廊道向前延伸,仿佛没有尽头。他们的脚步声在空旷中产生轻微的回响,更显此地的寂静与古老。
走了大约五十米,前方廊道一侧,出现了一个拱形的侧室入口。入口没有门,内部黑黢黢的。
雷毅示意队伍停下,自己小心地靠近,将灯光探入。
侧室不大,似乎是一个类似“静修室”或“档案室”的空间。靠墙有一排低矮的石台,石台上整齐地摆放着一些物品。
不是金银珠宝,也不是高科技装置,而是一些看起来平凡,却在此地显得极不寻常的东西:
几卷用某种未知动物皮革或植物纤维鞣制成的、保存完好的卷轴,边缘以金属扣固定;
几块打磨光滑的、巴掌大小的深色石板,表面有着细密的、仿佛天然形成的纹路,但在光照下,纹路中隐约有极其微弱的能量流光掠过;
一个半透明的、材质似玉非玉的盆状器皿,内部沉淀着少许干燥的、散发着微光的银色粉末;
以及,在石室最内侧的石台上,平放着一把无鞘的、造型古朴优雅的长剑。剑身狭长,呈现一种暗沉的银灰色,没有任何装饰,但剑脊中央,从头到尾贯穿着一条极其细微的、仿佛内嵌的乳白色光带,此刻黯淡着,却依然能感受到其材质的不凡。

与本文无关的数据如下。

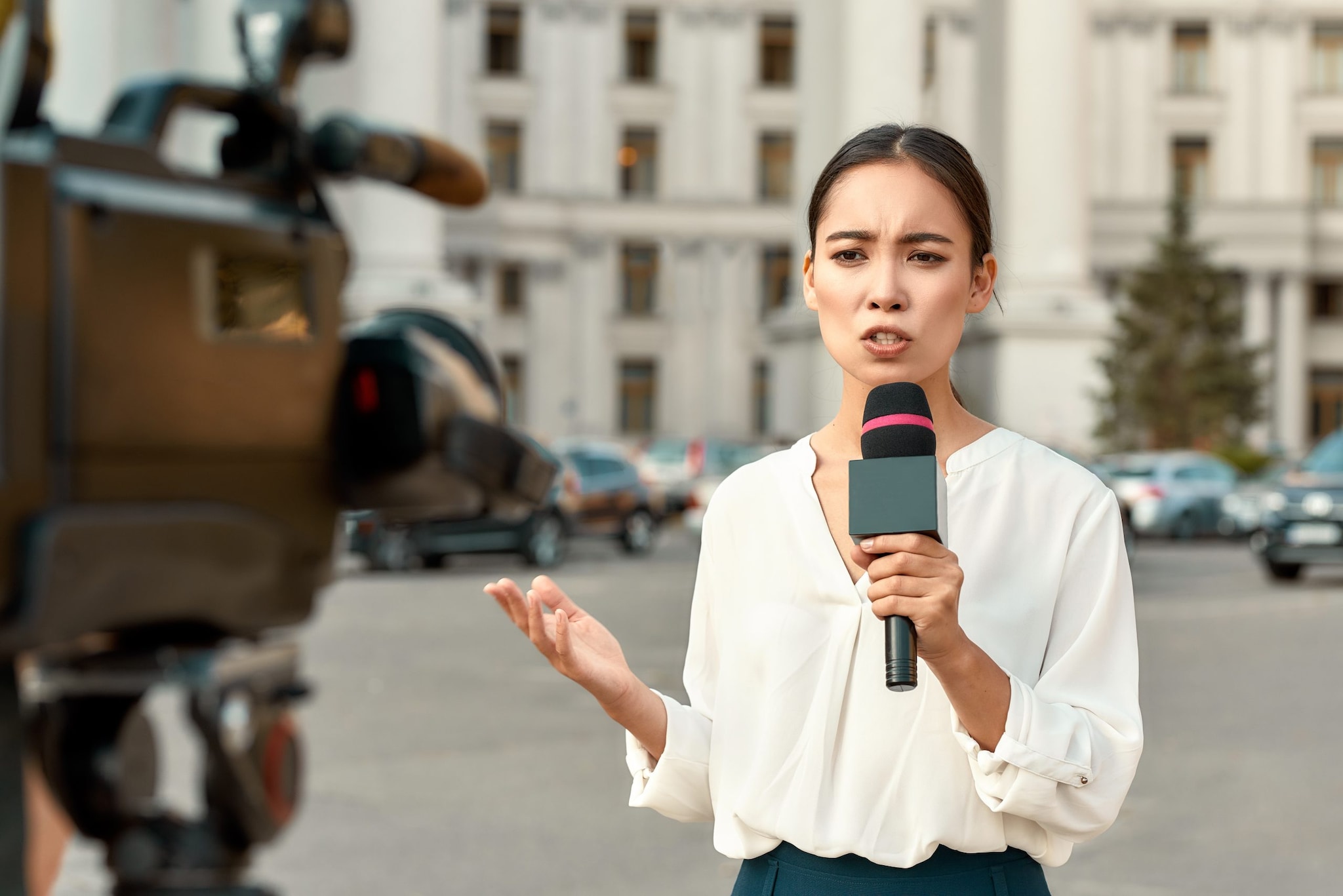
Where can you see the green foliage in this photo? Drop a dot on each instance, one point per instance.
(1177, 371)
(1243, 457)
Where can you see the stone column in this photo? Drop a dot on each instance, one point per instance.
(397, 235)
(858, 65)
(1257, 332)
(1291, 370)
(1037, 358)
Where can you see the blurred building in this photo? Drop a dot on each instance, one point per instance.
(1085, 117)
(642, 220)
(635, 267)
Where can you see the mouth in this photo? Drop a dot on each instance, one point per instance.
(885, 341)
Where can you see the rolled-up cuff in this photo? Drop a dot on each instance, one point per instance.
(1039, 738)
(677, 783)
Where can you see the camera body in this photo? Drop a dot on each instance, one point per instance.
(183, 413)
(171, 357)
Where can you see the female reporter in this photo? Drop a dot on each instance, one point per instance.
(1024, 734)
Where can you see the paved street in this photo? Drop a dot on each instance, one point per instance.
(445, 756)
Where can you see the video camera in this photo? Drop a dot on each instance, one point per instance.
(184, 412)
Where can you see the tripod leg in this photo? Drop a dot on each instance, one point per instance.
(11, 786)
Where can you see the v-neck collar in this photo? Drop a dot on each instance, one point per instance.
(962, 458)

“这些是”周毅忍不住走进侧室,目光炽热地扫过那些物品,最终停留在那几卷卷轴和石板上,“可能是记录!古文明关于意识研究、地脉能量、甚至是‘调和’理念的直接记录!”
他小心翼翼地伸出手,想去触碰最近的一卷皮革卷轴,但在指尖即将碰到时,又像被烫到般缩了回来,看向雷毅和林砚:“能碰吗?”
,!
雷毅检查了一下周围,没有发现明显的能量陷阱或机关。“能量环境稳定,这些物品的能量残留非常微弱且平和。”他看向林砚,“你觉得呢?”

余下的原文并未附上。